A few leftover tidbits from my story in Thursday’s paper about the Baltimore Police Department updating its policy on citizens’ right to record:
One voice I could not fit into the story was Mayor Stephanie Rawlings-Blake’s. The mayor sits on the Board of Estimates, which on Wednesday approved a $250,000 settlement to the underlying lawsuit.
“We have to strike a balance,” she told my colleague, Adam Bednar, following the hearing. “We want to make sure we’re keeping our officers safe, but I’m pretty sure we’ve been clear that the public has a right to film and we’re going to work and make sure we have rules of engagement that everyone knows what, the public knows that they can do it in a certain amount of space and the officers know how to respond.”
“We are [training officers about the public’s right to film] but there’s always more that can be done,” she continued. “I mean ,that’s the type of thing that we need to continue to talk about.

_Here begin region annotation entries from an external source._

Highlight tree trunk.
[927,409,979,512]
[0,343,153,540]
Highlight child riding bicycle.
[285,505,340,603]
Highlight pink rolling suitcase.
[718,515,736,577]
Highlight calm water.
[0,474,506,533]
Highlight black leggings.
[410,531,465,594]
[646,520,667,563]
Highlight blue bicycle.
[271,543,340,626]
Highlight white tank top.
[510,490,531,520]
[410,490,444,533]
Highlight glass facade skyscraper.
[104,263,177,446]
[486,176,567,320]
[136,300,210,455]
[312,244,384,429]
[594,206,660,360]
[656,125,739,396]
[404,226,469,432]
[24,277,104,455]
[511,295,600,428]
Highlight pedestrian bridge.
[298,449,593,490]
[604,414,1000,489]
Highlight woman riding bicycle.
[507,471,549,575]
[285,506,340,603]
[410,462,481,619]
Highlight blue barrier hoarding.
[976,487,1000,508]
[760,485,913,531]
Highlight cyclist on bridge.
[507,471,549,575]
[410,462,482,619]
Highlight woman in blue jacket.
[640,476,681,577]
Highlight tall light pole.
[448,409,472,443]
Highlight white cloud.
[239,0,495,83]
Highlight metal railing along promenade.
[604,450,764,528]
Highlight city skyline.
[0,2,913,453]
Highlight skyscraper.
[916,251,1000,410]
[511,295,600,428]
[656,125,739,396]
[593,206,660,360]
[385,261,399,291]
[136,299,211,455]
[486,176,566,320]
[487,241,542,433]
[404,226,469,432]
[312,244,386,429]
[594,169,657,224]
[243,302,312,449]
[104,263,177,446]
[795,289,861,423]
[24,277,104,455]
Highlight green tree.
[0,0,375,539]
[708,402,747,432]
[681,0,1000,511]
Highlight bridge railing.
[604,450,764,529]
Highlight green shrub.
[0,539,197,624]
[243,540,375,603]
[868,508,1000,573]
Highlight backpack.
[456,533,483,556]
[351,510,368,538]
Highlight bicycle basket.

Because it’s usually in the height of a situation that this issue comes up and, you know, the more that you drill that information that ‘This is OK. These are the regulations.’ It will become second nature.”
The new recording policy was released a few days after The Baltimore Sun posted on its website a series of photos showing a city police officer forcibly moving a Sun photographer away from a crime scene.
Police Commissioner Anthony W. Batts declined to discuss the incident Wednesday when asked about it by The Sun’s Luke Broadwater, citing an ongoing internal investigation.
“There are always two sides to each story,” Batts said. “Officers will be held accountable if something done wrong.”
Batts also was asked about the possibility of Baltimore police officers wearing cameras while on duty. It’s an idea Batts knows well; while police chief in Oakland, Calif., he implemented a policy in 2011 requiring officers to wear small cameras while on duty.
Batts said it’s a possibility for Baltimore but that he did not want the city to be the “beta site” for wearing cameras. The cameras raise privacy issues, he said; for example, the media would have access to film taken by police investigating a child abuse incident.
One problem Batts did not mention: Many officers in Oakland still do not wear the cameras.